Published Date: 3/5/2010 5:42:47 PM
Week in Review/Week Ahead
Treasuries saw another bumpy week, with trade fairly rangy through most of
the week, getting support from the unfolding drama in Greece and then crushed on
the payrolls report. Bond got the hurt put on even harder with the short end
leading the way off midday as the data helped add to the overall "improving"
economic picture and pointing toward rate hikes.
Trade saw an uptick in expectations for the Federal Reserve to move on a 25
basis point hike coming sooner rather than later, with September seen as "when
they will get serious." There have been rumblings out of the Fed that that is
the projected time frame they envision, but the "nail will be in the coffin" on
easy money once they start monkeying with the language in the statements in the
months ahead.
The bonds had little in the way of supply, but the sheer size in the week
ahead helped add to price pressure. There was some tempering of the initial
selling as the market still sees concerns over Greece (and assorted other
peripheral European Union members as well as the UK), but the issue has seemed
to have lost some of its sting. While the chatter over the moves by the
Government Sponsored Entities, specifically Fannie Mae, to try to quietly drain
some liquidity weighed on the short end, things will remain jittery until the
market thinks it has a handle on what sort of speed and magnitude these
maneuvers will take.
The 10-year was swung mildly compared to last week, with the yield running to
3.698% from 3.589% while the 2-year saw as hard as the previous week, seeing a
0.931% from 0.835%. The curve was run steeper after 2 sessions of fairly steep
flattening, with most maturity combinations headed out steeper, while the
2-10-year yield spread took a run back to 279 after tagging the narrowest levels
in a month early.
Week Ahead
The week ahead (hey, that's the title!) has a huge batch of at-record
supply pushing through, while global offerings will add to the already very
crowded mix. The data calendar is comparatively sparse while Federal Reserve
speakers will be (for the moment) following the pre-Federal Open Market
Committee "black out" period for official chatter.

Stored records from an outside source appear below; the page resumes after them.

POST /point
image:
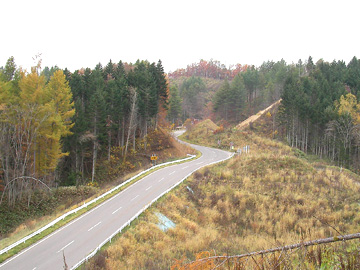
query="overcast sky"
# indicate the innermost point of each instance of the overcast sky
(77, 33)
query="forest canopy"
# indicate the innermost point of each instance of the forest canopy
(56, 126)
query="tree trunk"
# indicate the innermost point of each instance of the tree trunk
(94, 150)
(131, 122)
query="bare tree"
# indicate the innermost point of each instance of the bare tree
(132, 121)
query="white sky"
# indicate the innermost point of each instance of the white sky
(78, 33)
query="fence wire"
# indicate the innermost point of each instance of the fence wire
(328, 253)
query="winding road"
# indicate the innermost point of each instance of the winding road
(84, 234)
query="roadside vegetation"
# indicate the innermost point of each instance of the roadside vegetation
(28, 216)
(266, 198)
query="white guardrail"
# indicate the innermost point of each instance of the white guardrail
(138, 214)
(23, 240)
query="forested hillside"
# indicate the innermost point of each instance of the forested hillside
(319, 112)
(62, 128)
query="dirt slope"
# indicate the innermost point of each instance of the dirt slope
(246, 123)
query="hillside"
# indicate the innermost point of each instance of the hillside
(196, 98)
(28, 215)
(265, 198)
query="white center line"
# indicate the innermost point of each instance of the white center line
(66, 246)
(117, 210)
(93, 226)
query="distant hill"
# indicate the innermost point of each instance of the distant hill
(209, 69)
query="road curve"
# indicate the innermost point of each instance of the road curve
(81, 236)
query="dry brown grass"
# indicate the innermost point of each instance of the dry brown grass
(264, 199)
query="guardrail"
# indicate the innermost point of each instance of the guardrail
(138, 214)
(23, 240)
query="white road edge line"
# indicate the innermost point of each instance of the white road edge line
(93, 226)
(116, 210)
(66, 246)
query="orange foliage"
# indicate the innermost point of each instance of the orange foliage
(209, 69)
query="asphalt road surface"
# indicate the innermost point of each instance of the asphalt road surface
(78, 238)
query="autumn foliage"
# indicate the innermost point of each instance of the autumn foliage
(209, 69)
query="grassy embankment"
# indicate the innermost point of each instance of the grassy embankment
(22, 219)
(266, 198)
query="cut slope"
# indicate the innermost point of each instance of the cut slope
(243, 125)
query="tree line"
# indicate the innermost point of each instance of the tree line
(209, 69)
(57, 125)
(319, 112)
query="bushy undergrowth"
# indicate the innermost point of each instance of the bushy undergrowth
(23, 217)
(42, 203)
(260, 200)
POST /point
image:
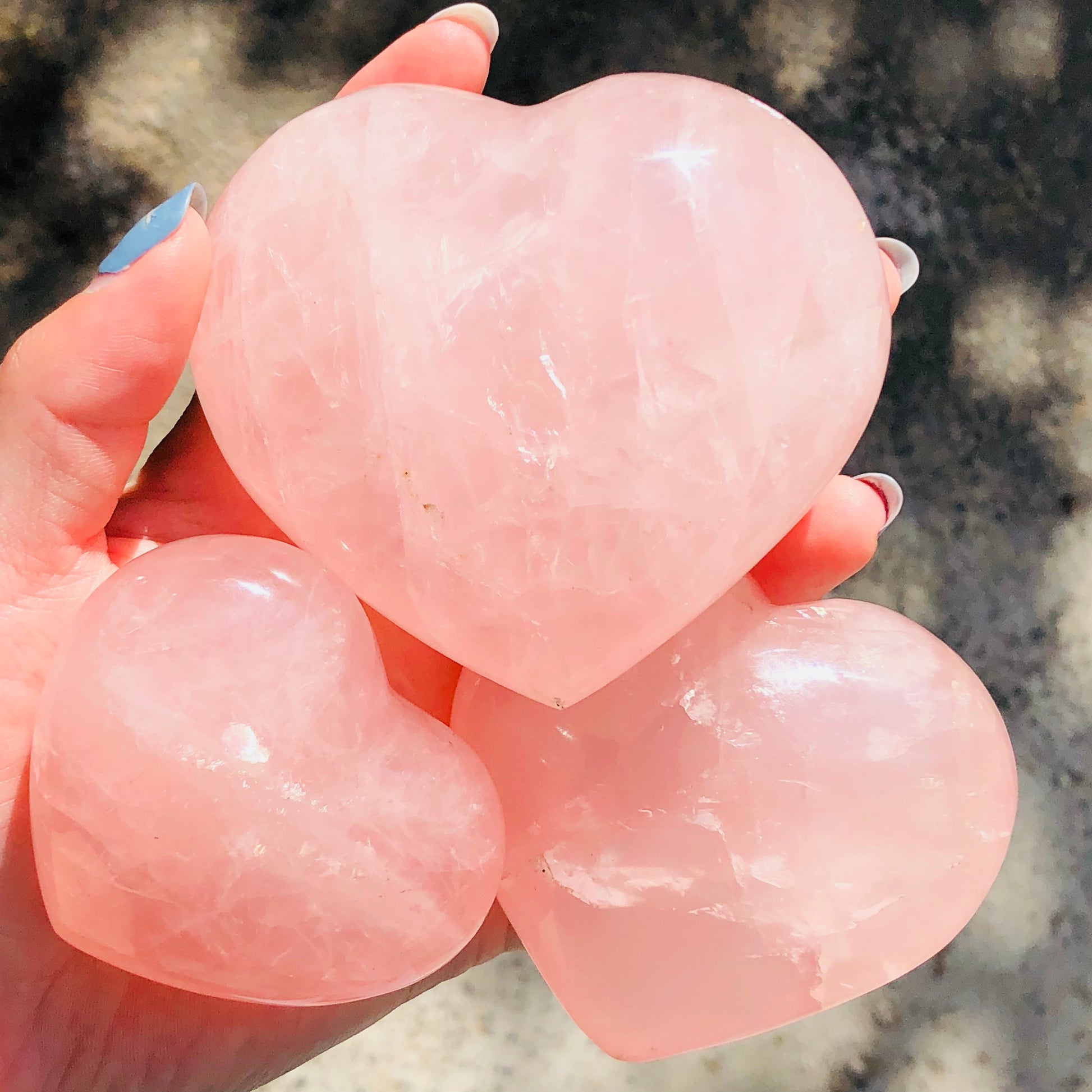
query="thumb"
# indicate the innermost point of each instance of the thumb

The week starts with no data points of note, but will open with, OK, $26
billion 3-month bills and $28 billion 6-months. The rest of the week fills out
approx $31 billion 4-weeks (size announced Monday) along with $26 billion
1-years and $40 billion 3-years Tues day. Wednesday has an estimated $25 billion
cash management bills and $21 billion reopened 10-years. Finally Thursday caps
things with $13 billion reopened 30-years.
The market will be primarily concerned as to how well the 10-and-30-years go
off, with the past several auctions being hit or miss. Everyone is pretty sure
the 3-years will go off well, even if the last one didn't get off so hot, with
the yield demanded well above what had been anticipated. The more iffy, longer
dated offerings will be trickier, as the market has occasionally less
appreciation or appetite for the more lengthy maturities (anit that always the
truth though?). The February 10-year went off like a lead balloon, but, perhaps
it lowered the bar on expectations for this reopening (although, reopenings
already have a bit of a taint on them).
The data is fairly tame early with wholesale inventories and the treasury
budget Wednesday, the usual jobless claims and the trade balance Thursday, with
Friday getting the week's two biggies, retail sales, University of Michigan
sentiment and business inventories. Have a great weekend.